Sitero is an emerging leader in Clinical services and software solutions for the life sciences industry. We have experience and expertise in a diverse range of therapeutic areas and focus on innovative, technology-enabled solutions that allow our clients to focus on their core strengths. For early phase studies through Phase III clinical trials, our experienced team delivers high-touch services and technology to ensure the safety of all stakeholders across the clinical research community with an emphasis on ethics, compliance, and innovation.
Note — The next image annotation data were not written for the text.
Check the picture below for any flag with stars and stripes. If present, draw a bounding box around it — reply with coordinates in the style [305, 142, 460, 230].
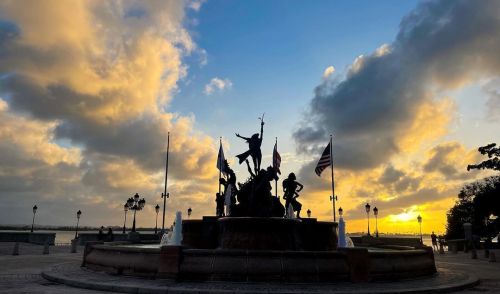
[273, 142, 281, 175]
[314, 142, 332, 176]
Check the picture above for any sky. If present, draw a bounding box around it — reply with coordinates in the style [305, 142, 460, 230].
[0, 0, 500, 233]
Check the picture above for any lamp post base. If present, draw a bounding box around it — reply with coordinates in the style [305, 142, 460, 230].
[128, 232, 141, 243]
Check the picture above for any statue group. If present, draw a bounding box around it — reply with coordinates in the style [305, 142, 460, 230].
[216, 117, 304, 218]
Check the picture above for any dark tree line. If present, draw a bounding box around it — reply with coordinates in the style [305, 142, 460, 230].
[446, 143, 500, 239]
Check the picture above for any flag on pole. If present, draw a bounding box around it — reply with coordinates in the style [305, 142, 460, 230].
[217, 142, 227, 175]
[314, 143, 332, 176]
[273, 142, 281, 175]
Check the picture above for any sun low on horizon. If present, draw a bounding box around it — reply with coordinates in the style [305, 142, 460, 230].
[0, 0, 500, 234]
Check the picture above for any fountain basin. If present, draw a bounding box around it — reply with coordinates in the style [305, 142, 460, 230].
[84, 244, 436, 282]
[83, 218, 436, 282]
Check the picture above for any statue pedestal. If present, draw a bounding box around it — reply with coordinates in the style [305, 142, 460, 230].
[182, 217, 337, 251]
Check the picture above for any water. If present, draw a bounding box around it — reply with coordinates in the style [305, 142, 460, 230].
[2, 230, 98, 245]
[2, 230, 432, 246]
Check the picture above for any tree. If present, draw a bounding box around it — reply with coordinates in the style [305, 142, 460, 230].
[446, 143, 500, 239]
[467, 143, 500, 171]
[446, 176, 500, 239]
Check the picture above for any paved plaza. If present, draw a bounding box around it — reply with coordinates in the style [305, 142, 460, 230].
[0, 243, 500, 293]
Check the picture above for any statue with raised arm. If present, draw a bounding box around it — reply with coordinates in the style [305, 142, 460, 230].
[236, 115, 264, 174]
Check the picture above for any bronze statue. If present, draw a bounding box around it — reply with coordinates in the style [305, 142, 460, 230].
[215, 193, 225, 216]
[236, 115, 264, 174]
[283, 173, 304, 218]
[219, 160, 238, 216]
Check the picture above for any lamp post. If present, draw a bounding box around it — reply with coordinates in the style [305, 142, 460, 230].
[75, 210, 82, 240]
[155, 204, 160, 235]
[365, 203, 370, 236]
[122, 203, 128, 234]
[127, 193, 146, 233]
[31, 205, 38, 233]
[417, 214, 424, 244]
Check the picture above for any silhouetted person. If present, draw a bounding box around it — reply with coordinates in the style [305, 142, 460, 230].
[97, 226, 104, 241]
[236, 120, 264, 173]
[245, 159, 255, 179]
[215, 193, 225, 216]
[431, 231, 438, 252]
[107, 227, 114, 242]
[283, 173, 304, 218]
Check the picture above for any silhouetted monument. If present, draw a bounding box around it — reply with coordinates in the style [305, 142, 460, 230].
[215, 193, 225, 216]
[283, 173, 304, 218]
[219, 160, 238, 216]
[236, 115, 264, 174]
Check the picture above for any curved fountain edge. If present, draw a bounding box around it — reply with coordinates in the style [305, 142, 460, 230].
[83, 244, 436, 282]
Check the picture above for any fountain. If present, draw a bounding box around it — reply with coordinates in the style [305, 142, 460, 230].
[83, 120, 436, 283]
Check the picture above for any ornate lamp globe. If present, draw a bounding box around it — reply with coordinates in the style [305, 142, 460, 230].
[137, 198, 146, 209]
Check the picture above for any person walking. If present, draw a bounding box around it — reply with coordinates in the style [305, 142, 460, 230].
[431, 231, 439, 252]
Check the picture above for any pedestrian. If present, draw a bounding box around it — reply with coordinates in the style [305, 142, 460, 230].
[431, 231, 439, 252]
[97, 226, 104, 241]
[107, 227, 114, 242]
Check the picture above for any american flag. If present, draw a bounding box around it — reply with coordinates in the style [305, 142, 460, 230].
[273, 142, 281, 175]
[314, 142, 332, 176]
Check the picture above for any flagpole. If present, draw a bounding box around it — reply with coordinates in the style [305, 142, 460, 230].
[273, 137, 278, 197]
[217, 137, 223, 196]
[330, 135, 337, 222]
[161, 132, 170, 232]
Job Title: Medical Director

Location: US Remote

Function: Strategy and Safety

Education: MD with specialty in Gynecologic Oncology, ex. Endometrial Cancer

DESCRIPTION:

The Medical Director will offer strategic input on current and prospective clinical projects, support site investigators, and oversee medical monitoring in relevant clinical trials. The ideal candidate will have extensive experience in clinical trials focused on gynecologic oncology across all phases, with a proven track record of successfully leading and conducting trials at either sites or sponsors. A strong background in developing and executing clinical trials with innovative treatments, particularly immunotherapy or small molecule therapy, is preferred.

Key Responsibilities:

• Provide strategic input on potential projects, supporting proposal writing and bid-defense meetings with a deep understanding of the current clinical research landscape in gynecologic oncology.
• Collaborate closely with Clinical Operations to ensure trials are effectively operationalized to meet milestones.
• Review and address site and CRA queries regarding inclusion/exclusion criteria.
• Prepare listings of protocol deviations and adverse events for regular meetings, perform initial reviews for coding, and reconcile coding based on inputs from clinical and medical teams.
• Support medical writing for protocols and study reports.
• Prepare and review protocol deviation listings and code deviations per protocol deviation guidance.
• Draft appropriate study plans and adverse event listings.
• Assist in the medical monitoring and management of clinical trials.

EDUCATION AND EXPERIENCE REQUIRED:

• Licensed MD
• 5+ years of experience working in clinical trials as a Medical Director with medical monitoring, trial design / strategy in Gynecologic Oncology and or equivalent relevant experience
• Gynecologic Oncology specifically Endometrial Cancer

PREFERRED SKILLS:

• Strong communication
• Medical Writing
• Independent worker
• Excel
• CTMS

COMPENSATION & BENEFITS:

Sitero proudly offers an impressive compensation package and benefits, including a competitive salary, Variable pay, paid time off, and healthcare and retirement benefits.

EMPLOYMENT TYPE:

Contract; Part time, Hourly

COMMITMENTS:

• Hourly as project requires
• Willing to work in shifts as and when needed.

DISCLAIMER:

Sitero is an equal opportunity employer and welcomes all job applicants. All qualified applicants will receive consideration for employment without discrimination on the basis of race, color, religion, sex, sexual orientation, gender identity, national origin, protected veteran status, disability, or any other factors prohibited by law.